Candidat potentiel pour la présidentielle de 2012, l'ancien Premier ministre a néammoins dressé dans la soirée, devant une assemblée réunie dans la salle communale de Plouider,
dans le Finistère, les grandes lignes d'une politique axée sur l'emploi
et la défense de l'agriculture. Egratignant au passage Nicolas Sarkozy à mots
couverts.
"Les réformes se sont multipliées sans pour autant que leur compréhension se fasse suffisamment lisible", a-t-il dit.
"Il va falloir fixer clairement les priorités", a-t-il ajouté, évoquant l'emploi, la compétitivité et l'économie de la connaissance.
Devant des dizaines d'élus et sympathisants, Dominique de Villepin a voulu se placer au dessus des "clivages" et des "partis".
"L'exigence essentielle, c'est qu'on soit capable de nous retrouver pour défendre l'intérêt de nos territoires, l'intérêt général", a-t-il déclaré.
"Laissons de côté les petites querelles qui mobilisent trop souvent l'agenda politique, les susceptibilités, les amours-propres. La France a besoin de nous et nous sommes là pour la servir", a-t-il ajouté.
Invité du député UMP du Finistère, Jacques Le Guen, Dominique de Villepin s'était auparavant immergé tout au long de la journée dans les problèmes de la ruralité et du monde agricole.
Lundi matin, rejoint par François Goulard, autre député UMP villepiniste breton, il a visité successivement une entreprise de fruits et légumes, un centre de formation professionnelle, des élevage de porcs et de vaches laitières et a distribué autographes, poignées de main et bises aux enfants sur le marché de Lesneven (Finistère).
A Plouider, rendant hommage à l'ex-président Jacques Chirac, il a plaidé pour l'agriculture et les territoires ruraux et s'est inquiété de la baisse de la part de l'agriculture dans les budgets européens.
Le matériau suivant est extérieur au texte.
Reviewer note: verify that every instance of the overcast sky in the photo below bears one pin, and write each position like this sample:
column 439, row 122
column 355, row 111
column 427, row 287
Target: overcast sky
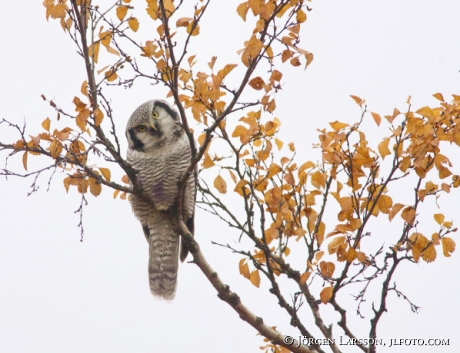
column 58, row 294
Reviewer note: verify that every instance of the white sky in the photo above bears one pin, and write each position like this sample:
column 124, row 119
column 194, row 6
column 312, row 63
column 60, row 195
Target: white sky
column 60, row 295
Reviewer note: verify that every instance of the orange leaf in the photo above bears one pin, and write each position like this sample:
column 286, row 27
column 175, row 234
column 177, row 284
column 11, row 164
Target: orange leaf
column 98, row 116
column 408, row 214
column 183, row 22
column 327, row 268
column 383, row 148
column 220, row 184
column 326, row 294
column 24, row 160
column 121, row 12
column 439, row 97
column 46, row 124
column 448, row 246
column 337, row 125
column 106, row 173
column 439, row 218
column 377, row 118
column 394, row 210
column 244, row 268
column 304, row 277
column 133, row 24
column 358, row 100
column 257, row 83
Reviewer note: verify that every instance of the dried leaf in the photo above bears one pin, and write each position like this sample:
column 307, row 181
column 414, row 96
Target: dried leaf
column 326, row 294
column 121, row 12
column 46, row 124
column 448, row 246
column 255, row 278
column 220, row 184
column 133, row 24
column 244, row 268
column 106, row 173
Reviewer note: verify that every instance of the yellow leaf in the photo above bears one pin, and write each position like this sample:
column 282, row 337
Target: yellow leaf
column 106, row 173
column 383, row 148
column 257, row 83
column 304, row 277
column 358, row 100
column 255, row 278
column 193, row 28
column 337, row 125
column 183, row 22
column 95, row 186
column 335, row 244
column 394, row 210
column 327, row 268
column 429, row 253
column 301, row 16
column 201, row 139
column 361, row 257
column 58, row 11
column 220, row 184
column 439, row 218
column 207, row 161
column 279, row 143
column 377, row 118
column 351, row 255
column 408, row 214
column 448, row 246
column 121, row 12
column 439, row 97
column 111, row 75
column 46, row 124
column 133, row 24
column 326, row 294
column 244, row 268
column 93, row 51
column 24, row 160
column 98, row 116
column 318, row 179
"L'agriculture française, l'agriculture bretonne, c'est l'affaire de tous, c'est un enjeu majeur", a-t-il dit, saluant une "excellence agricole qui répond à un impératif de sécurité alimentaire" et représente "une puissance, un pouvoir vert".
"Il n'est pas question que la France l'abandonne à d'autres pays, comme les Etats-Unis ou d'autres pays qui émergent. Que serait la France si l'esprit de nos campagnes, de nos territoires ruraux venaient à s'effacer ? (...) La diversité des productions et des territoires constitue une force qu'il faut défendre", a-t-il martelé.
Après un dernier bain de foule, il a mis fin à ce marathon en quittant le "pot de l'amitié" donné à la salle communale de Plouider en son honneur et la campagne finistérienne pour rejoindre Paris.